Sometimes the pain of The Blue Dragonfly: healing through poetry is the feeling of when you cut your fingernails too short: A tenderness touching everything as Eley recalls lonely childhood tea parties and the small solace of worn-out teddy bears. Other times, pain feels more like clutching a lilac-hued molotov cocktail: Blunt prose leading to breaks in poems that level like staccato shrapnel. (“holding an ice pick/hearing it chip away at my spirit/disarmed,” erupts the small poem “after talking to Dr.G.”)
In either case, a woozy blend of soft alluding and frank recollection remains, leaving the reader as unsteady in a sea of memory over which Eley has long played Captain Ahab.
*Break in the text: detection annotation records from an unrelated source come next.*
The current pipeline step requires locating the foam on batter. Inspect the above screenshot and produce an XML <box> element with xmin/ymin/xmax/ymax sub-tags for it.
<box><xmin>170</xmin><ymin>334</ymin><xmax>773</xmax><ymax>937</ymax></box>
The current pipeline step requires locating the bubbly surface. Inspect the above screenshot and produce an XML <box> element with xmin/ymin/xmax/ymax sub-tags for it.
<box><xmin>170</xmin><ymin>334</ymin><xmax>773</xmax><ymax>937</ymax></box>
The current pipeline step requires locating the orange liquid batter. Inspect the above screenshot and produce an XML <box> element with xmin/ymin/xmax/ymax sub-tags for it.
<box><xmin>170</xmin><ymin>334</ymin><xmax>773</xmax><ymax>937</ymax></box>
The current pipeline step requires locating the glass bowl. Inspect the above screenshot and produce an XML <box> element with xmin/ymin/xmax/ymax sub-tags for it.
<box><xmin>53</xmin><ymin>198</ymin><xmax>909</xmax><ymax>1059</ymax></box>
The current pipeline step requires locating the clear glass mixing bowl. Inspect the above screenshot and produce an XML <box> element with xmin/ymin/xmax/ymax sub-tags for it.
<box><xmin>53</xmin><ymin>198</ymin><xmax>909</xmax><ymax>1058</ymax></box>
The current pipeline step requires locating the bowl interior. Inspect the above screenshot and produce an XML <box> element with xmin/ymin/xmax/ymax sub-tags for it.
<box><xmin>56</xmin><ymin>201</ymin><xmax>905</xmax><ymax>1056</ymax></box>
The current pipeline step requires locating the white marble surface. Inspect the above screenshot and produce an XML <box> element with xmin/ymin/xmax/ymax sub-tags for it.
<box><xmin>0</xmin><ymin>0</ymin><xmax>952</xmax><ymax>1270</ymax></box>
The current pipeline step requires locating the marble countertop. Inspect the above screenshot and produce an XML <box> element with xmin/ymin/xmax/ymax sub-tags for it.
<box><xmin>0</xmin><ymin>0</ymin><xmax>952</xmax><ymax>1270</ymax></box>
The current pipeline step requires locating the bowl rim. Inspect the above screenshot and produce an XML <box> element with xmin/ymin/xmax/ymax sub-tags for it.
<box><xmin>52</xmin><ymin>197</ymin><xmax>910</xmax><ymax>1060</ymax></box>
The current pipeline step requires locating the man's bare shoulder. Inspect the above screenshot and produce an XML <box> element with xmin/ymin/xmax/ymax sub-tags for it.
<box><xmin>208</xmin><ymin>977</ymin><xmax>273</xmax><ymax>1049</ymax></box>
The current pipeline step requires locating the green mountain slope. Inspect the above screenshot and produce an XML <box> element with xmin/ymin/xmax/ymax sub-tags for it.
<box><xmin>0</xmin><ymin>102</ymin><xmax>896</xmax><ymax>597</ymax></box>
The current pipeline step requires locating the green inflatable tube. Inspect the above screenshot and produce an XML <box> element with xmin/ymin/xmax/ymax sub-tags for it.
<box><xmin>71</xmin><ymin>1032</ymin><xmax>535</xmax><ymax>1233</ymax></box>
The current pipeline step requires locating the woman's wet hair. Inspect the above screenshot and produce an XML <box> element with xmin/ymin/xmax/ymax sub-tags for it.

The book’s epigraph quotes OG sadcore queen Emily Dickinson: “If any ask me why/’Twere easier to die/Than tell.” Here, Eley provides a compass to the coming pages, the processing of trauma that felt like it’ll kill her. She also highlights the influence of America’s greatest woman poet she bears: Both Dickinson and Eley use poetry as a gossamer gown, twisting sheer skirts of verse to conceal and reveal as they make sense of their lives. Both women stiffen from fame, with Dickinson famously keeping thousands of poems unpublished in a drawer and Eley declining any media requests: “She wrote for one reader (herself) and shared some of what she wrote with a few others, notably her psychiatrist. He used the poetry to make progress in her therapy. Then she put the poetry away,” her editor explained to me in an email. “But she is cautiously pleased that the book is so far being well received.”
It is easier to die than tell, but Eley’s prose is a beautiful, biting reminder that while living and healing are hard, they’re worth it—and art can make holding onto both possible.